Daniel Gross: Typical analyst... much too bullish!
by
mooiebaas
01/10/2008, 9:02 AM #
The recommendations that Mr. Gross gives regarding the politician's "stocks" suffer from what happens to all analysts: they are much too bullish!
Democrats: one strong buy, two holds. This is inconsistent, as the strong buy indicates that the alternatives are therefore weakened. Fringe candidates (small stocks) are not significant enough to allow a hold position in the other major candidates.
Republicans: 2 buys, 1 hold, 1 sell. The issue here is the short-term view that our resident analyst takes; Guiliani is investing for long-term success in Florida, Huckabee is coming from a high (do you expect him to increase in popularity, mr. Gross?). This is a classic momentum-reversal case.

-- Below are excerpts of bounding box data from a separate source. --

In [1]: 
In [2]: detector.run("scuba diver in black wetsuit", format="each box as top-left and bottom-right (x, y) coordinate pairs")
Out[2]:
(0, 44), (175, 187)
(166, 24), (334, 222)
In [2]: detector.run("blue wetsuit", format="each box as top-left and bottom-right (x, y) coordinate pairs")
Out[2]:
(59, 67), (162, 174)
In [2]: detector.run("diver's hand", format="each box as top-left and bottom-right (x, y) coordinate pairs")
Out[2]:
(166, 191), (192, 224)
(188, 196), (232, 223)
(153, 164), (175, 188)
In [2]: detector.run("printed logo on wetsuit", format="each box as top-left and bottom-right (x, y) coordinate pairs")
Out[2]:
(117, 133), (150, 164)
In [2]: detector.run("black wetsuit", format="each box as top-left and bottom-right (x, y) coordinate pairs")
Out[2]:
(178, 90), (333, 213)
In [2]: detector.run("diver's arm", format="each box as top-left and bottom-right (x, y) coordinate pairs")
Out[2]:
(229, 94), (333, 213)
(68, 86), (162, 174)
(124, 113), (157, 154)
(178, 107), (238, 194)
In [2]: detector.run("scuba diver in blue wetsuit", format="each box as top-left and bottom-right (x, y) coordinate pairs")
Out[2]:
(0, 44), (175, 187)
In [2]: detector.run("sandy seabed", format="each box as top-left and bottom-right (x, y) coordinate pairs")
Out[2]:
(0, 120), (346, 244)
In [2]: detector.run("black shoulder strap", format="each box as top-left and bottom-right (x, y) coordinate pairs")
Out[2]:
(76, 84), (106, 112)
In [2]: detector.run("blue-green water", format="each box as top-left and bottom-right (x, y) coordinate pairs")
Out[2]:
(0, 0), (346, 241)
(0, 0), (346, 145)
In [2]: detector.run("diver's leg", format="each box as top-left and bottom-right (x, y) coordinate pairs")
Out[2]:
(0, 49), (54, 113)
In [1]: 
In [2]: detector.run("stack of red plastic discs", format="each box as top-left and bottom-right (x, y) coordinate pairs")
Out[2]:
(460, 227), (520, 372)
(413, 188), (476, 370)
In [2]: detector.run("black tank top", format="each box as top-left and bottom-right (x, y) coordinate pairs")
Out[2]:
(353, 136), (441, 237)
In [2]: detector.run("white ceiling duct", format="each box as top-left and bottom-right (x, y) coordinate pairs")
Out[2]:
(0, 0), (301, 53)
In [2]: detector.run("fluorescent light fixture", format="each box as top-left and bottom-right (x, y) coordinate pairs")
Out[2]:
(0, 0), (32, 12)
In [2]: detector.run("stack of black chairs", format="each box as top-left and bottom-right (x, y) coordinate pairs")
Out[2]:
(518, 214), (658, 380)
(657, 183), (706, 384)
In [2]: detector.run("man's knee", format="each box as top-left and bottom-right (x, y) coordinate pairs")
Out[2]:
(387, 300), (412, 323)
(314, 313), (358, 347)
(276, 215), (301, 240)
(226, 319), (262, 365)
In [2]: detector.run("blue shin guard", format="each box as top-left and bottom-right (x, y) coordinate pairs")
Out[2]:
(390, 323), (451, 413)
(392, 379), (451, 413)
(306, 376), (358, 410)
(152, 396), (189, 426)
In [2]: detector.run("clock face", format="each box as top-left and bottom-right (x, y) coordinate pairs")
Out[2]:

Overall, the criticism I have with such optimistic predictions is the same as people expecting to outperform a market structurally. If more than half expect to, this is fundamentally impossible (imagine asking a crowd if they think they are funnier than their neighbors: 70% raises their hands). Especially if the game is such as it is now: the winner takes all (the nomination), the others are left with zero. Mr. Gross should therefore actually be bearish on most candidates and bullish for few for his advice to actually mean anything. Now he basically shows he just doesn't know, and that the investor should diversify. As if we couldn't have done that by ourselves.